Senator Kirsten Gillibrand (D-NY) admitted during the November 17 edition of This Week on ABC that the president and fellow Democrats knew that Americans would lose their health insurance. "We all knew," she said.

When the president uttered his now infamous lie: “If you like your health insurance, you can keep it” (36 times), did Democrats feel even a twinge of guilt as they nodded and applauded?  Just once one of them could have mentioned the truth. “Ahem, Mr. President, you really should be saying – if I like your insurance, you can keep it.”

Now that millions of Americans in the individual market have lost their insurance, the truth is out.  Now that millions of Americans in the individual market have lost their insurance, the truth is out. The Administration predicted 80 million Americans who get insurance at work are next in line to experience cancellation letters and the prospect of having to buy more expensive policies through the dysfunctional Obamacare exchanges.                                      

The President is now saying that those who have lost or are about to lose their health insurance can keep it for another year. Lucky us. Even as he makes the new pledge he is threatening to veto a guarantee passed by the House of Representatives that Americans people can keep their insurance for as long as they want.  It is no wonder that a Quinnipiac University poll recently found that 52% of the American public believes President Obama is not honest or trustworthy. Even liberal comedian Jon Stewart has called the president “somewhat dishonest” about healthcare.

“Somewhat dishonest” is nice way of saying President Obama deceived the American people. The Oxford Dictionary defines deceit as “the action or practice of deceiving someone by concealing or misrepresenting the truth.” It is clear now that the President and allies in Congress knowingly and intentionally misrepresented the truth in order to sell the law to the skeptical public.

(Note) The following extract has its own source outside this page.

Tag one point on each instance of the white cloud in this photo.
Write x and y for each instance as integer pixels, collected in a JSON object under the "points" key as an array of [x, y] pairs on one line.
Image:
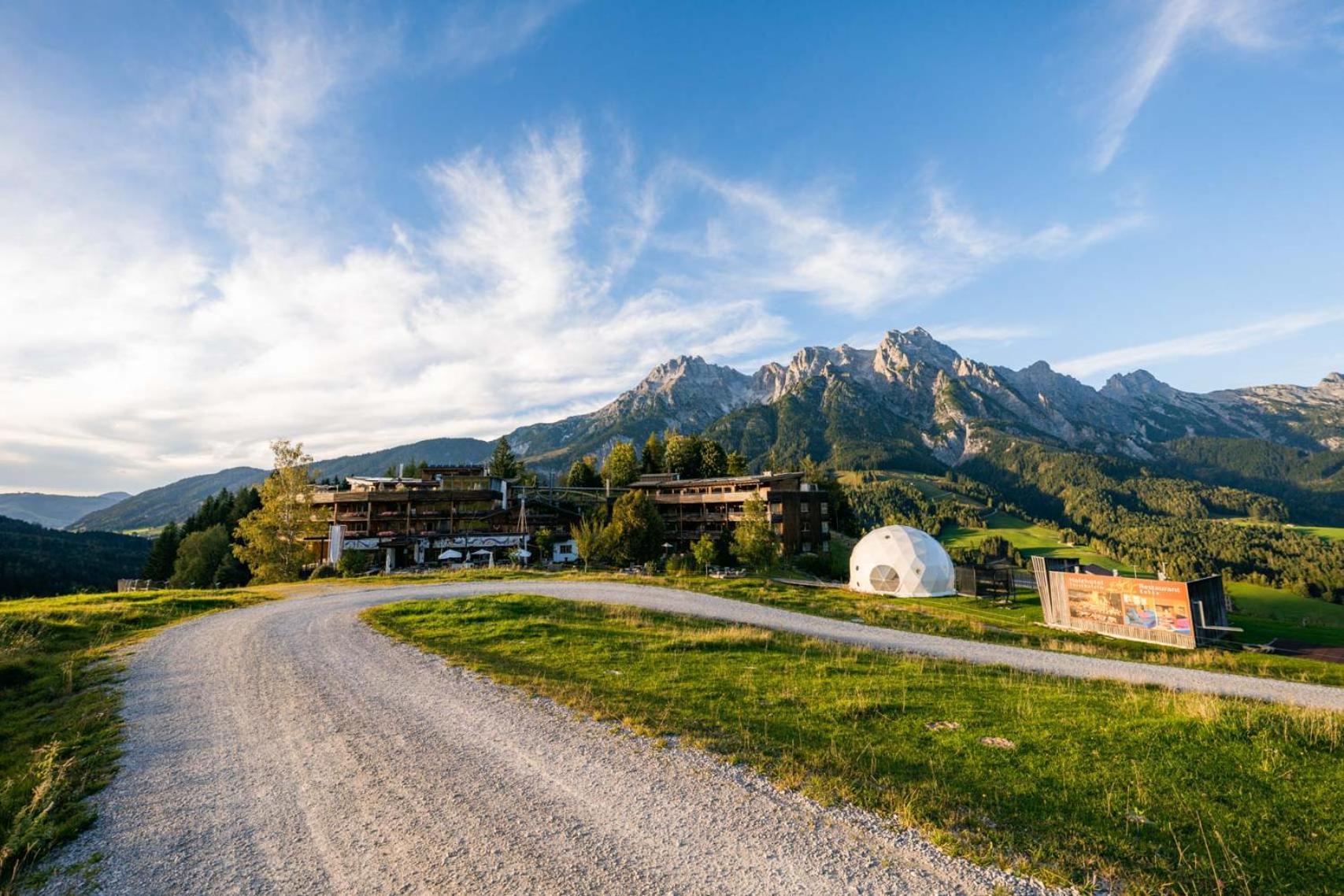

Misrepresenting isn’t the same as misspeaking as President Obama and allies originally contended. Saying one as visited 57 states or adding an extra syllable to the word “nuclear” are examples of a harmless misspoken word. Misrepresenting the truth isn’t like accidently breaking a pledge. When President HW Bush said, “Read my lips, no new taxes,” he meant it. He later reneged on that pledge and paid the price for breaking his promise. By contrast, when President Obama said we could keep our insurance, he knew that some 93 million would likely lose their coverage.

Misrepresenting the truth isn’t just an exaggeration like Al Gore’s statement “I took the initiative in creating the Internet.” Gore had pushed legislation to fund commercial application of the nascent internet. He was guilty of hyperbole not deceit.

In the history of political lies, this misrepresentation belongs with Nixon’s “in all of my years of public life I have never obstructed justice.” However, whereas Nixon and friends paid the consequence for the lying forty years ago, the American people are paying the price for the current political lie about Obamacare.

The truth is out but the fallout has just begun.